CARLA AND STEPHEN ARE NOT ENTITLED TO ATTORNEY FEES ON APPEAL

Both Carla and Stephen request attorney fees on appeal. Stephen requests attorney fees under I.C. Section 12-121. The record does not indicate that either party has brought, pursued, or responded to this appeal in an unreasonable or frivolous manner. Accordingly, an award of attorney fees to Stephen on appeal would be inappropriate in this case.

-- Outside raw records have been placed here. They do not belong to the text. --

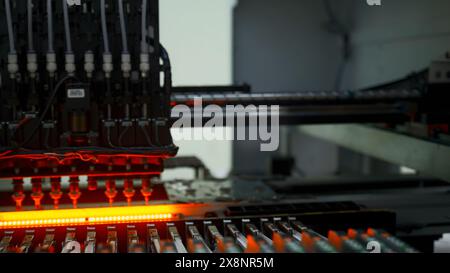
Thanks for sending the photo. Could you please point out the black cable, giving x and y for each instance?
(336, 27)
(46, 109)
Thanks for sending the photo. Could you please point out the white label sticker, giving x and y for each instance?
(75, 93)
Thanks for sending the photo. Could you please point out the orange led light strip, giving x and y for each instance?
(86, 216)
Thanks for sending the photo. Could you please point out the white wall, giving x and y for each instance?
(393, 40)
(198, 36)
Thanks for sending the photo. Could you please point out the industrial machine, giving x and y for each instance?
(85, 134)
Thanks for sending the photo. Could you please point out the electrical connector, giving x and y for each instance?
(107, 64)
(144, 64)
(51, 63)
(70, 64)
(126, 65)
(32, 64)
(13, 66)
(89, 65)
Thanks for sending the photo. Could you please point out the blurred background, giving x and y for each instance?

Carla requests attorney fees under I.C. Section 32-704. Carla stipulated in her reply brief that the Court could rely on the financial record before the magistrate in determining whether Carla was entitled to attorney fees on appeal. Based upon the above-stated analysis regarding whether Carla was entitled to attorney fees at the magistrate level, Carla is not entitled to attorney fees on appeal, pursuant to I.C. 32-704.

IX.

CONCLUSION

The magistrate’s modification of the last order modifying the divorce decree is vacated in part and remanded. The magistrate’s denial of Carla’s attorney fees is affirmed. No attorney fees on appeal. Costs to the appellant.

JOHNSON and SILAK, JJ., concur. TROUT, J., concurs in result.

. The magistrate found Carla’s guidelines income was $79,000, based upon Carla's testimony that her income from Family Service would remain at $55,000 and that Carla could either find another teaching position that allowed for outside work, or she could return to the University of Wisconsin, in the event the restriction on outside work hours was subsequently overturned. Carla did not raise as an issue on appeal, the magistrate's determination of the amount of her income.

. While the testimony was not clear regarding what the proper amount was for “housekeeping/child care” in Carla’s exhibit 10, the appellant did not challenge on appeal the magistrate’s finding that Carla’s figure for housekeeping/child care was incorrect and that the proper amount was $1,200, a reduction of $2,467 per year.